It’s a age-old question that seems to go round and round – is the reading hard because of attention problems or is it hard to pay attention because the reading is hard? For those of you who closely follow research, you probably know that there’s a high overlap between the symptoms of ADHD and reading disability (15-40% in research studies) and both are highly heritable.
A welcome addition to this area is a paper from Canada looking at the effect of medication for ADHD vs. different types of reading intervention for students age 7-11 years. The study had 65 students and was not powered to look at individual reading interventions (Phonological Analysis and Blending or Word Identification) or a control intervention (General Cognitive and Academic Strategy Training – including organization and metacognition), but could look at the general question of academic vs. medical intervention and its effect on reading performance. The reading interventions involved small group (2-3 students) pull out instruction of 35 hours over the course of 10 weeks. The medical group received twice a day methylphenidate with a 2-3 week titration phase.
MEDICATION: BENEFIT on teacher ratings of Hyperactivity-Impulsivity, but not Inattentiveness.

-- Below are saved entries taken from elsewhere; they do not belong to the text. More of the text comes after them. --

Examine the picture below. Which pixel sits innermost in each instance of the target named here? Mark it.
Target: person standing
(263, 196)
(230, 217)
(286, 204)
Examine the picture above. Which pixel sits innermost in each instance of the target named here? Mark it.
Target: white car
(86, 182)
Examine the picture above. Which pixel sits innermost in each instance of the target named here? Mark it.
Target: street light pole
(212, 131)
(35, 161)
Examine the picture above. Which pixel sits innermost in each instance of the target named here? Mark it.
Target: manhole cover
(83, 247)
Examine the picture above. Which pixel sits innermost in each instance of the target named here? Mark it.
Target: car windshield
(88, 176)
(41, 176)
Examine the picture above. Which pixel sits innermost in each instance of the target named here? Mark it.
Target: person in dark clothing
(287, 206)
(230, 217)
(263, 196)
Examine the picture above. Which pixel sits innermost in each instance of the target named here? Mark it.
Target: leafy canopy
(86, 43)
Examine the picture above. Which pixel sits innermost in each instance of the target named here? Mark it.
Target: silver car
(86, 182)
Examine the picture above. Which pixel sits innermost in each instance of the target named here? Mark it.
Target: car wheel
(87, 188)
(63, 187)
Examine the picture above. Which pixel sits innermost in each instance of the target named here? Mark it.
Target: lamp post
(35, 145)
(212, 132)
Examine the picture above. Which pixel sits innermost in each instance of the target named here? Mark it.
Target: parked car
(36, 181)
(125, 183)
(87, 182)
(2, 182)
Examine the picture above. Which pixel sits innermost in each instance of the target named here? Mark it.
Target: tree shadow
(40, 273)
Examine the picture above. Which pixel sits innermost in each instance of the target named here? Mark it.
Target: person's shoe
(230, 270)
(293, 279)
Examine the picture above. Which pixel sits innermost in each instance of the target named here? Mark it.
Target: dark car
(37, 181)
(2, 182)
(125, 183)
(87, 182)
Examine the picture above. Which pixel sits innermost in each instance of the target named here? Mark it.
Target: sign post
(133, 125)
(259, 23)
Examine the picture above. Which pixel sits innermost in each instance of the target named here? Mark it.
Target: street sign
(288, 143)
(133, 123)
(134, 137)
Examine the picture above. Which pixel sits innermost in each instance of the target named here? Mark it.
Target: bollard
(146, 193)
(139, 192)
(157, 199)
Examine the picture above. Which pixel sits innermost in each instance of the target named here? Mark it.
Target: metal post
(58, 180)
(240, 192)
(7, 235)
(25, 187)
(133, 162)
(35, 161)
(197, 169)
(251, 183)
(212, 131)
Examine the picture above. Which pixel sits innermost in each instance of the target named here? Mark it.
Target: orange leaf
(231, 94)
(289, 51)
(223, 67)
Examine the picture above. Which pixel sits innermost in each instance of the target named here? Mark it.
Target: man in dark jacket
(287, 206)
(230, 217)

BENEFIT on parent ratings of oppositional behavior.
NO BENEFIT on reading measures (word attack, word identification, keywords or test of transfer, and reading comprehension).

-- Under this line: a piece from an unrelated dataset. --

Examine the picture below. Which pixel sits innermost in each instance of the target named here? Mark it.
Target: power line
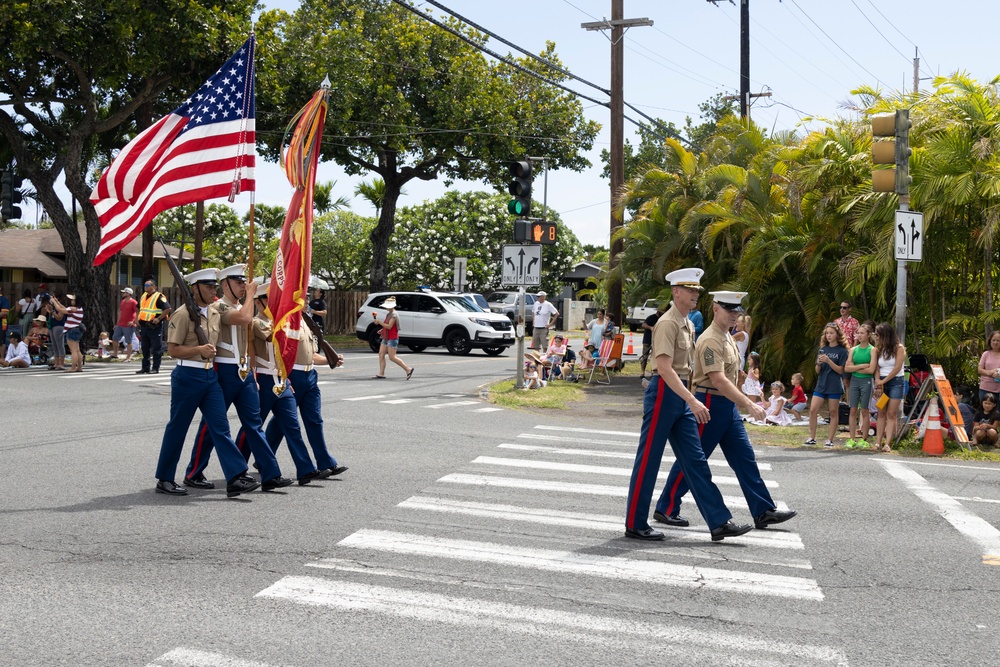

READING / ACADEMIC INTERVENTION: BENEFIT on parent ratings of Hyperactivity-Impulsivity for students receiving Phonological Analysis and Blending Intervention. BENEFIT on reading measures (word attack, keywords or test of transfer, and reading comprehension).
What about the effects of both medication + academic intervention? Data may be preliminary because of the small sample sizes between groups, but there were signs of increased benefit for both MPH + academic intervention, at least for the Phonological and Word Identification groups. The General Cognitive strategy group + MPH showed benefits for Arithmetic.
“Overall, our main findings show that (a) stimulant medication is effective in improving (but not normalizing) some behavioral symptoms of ADHD in children with ADHD + RD, but it was not as effective as a stand-alone treatment in improving reading ability in the absence of concurrent reading remediation; and (b) intense reading remediation (in programs that emphasize phonological or word identification strategy training) had substantial beneficial effects on reading abilities in children with comorbid ADHD + RD, but scores were not normalized. Also we found that intense academic instruction also improved ADHD symptoms to some extent, as reported by parents, regardless of medication treatment…our findings suggest that intensive academic remediation may also contribute to improved behavior in elementary school-aged children with a clinical diagnosis of ADHD + RD.”
Clearly more research needs to be done, but the data have important practical implications. Regardless if ADHD students are on medication, if significant reading disability persists, they should receive appropriate reading intervention and their problems should not be simply attributed to ADHD.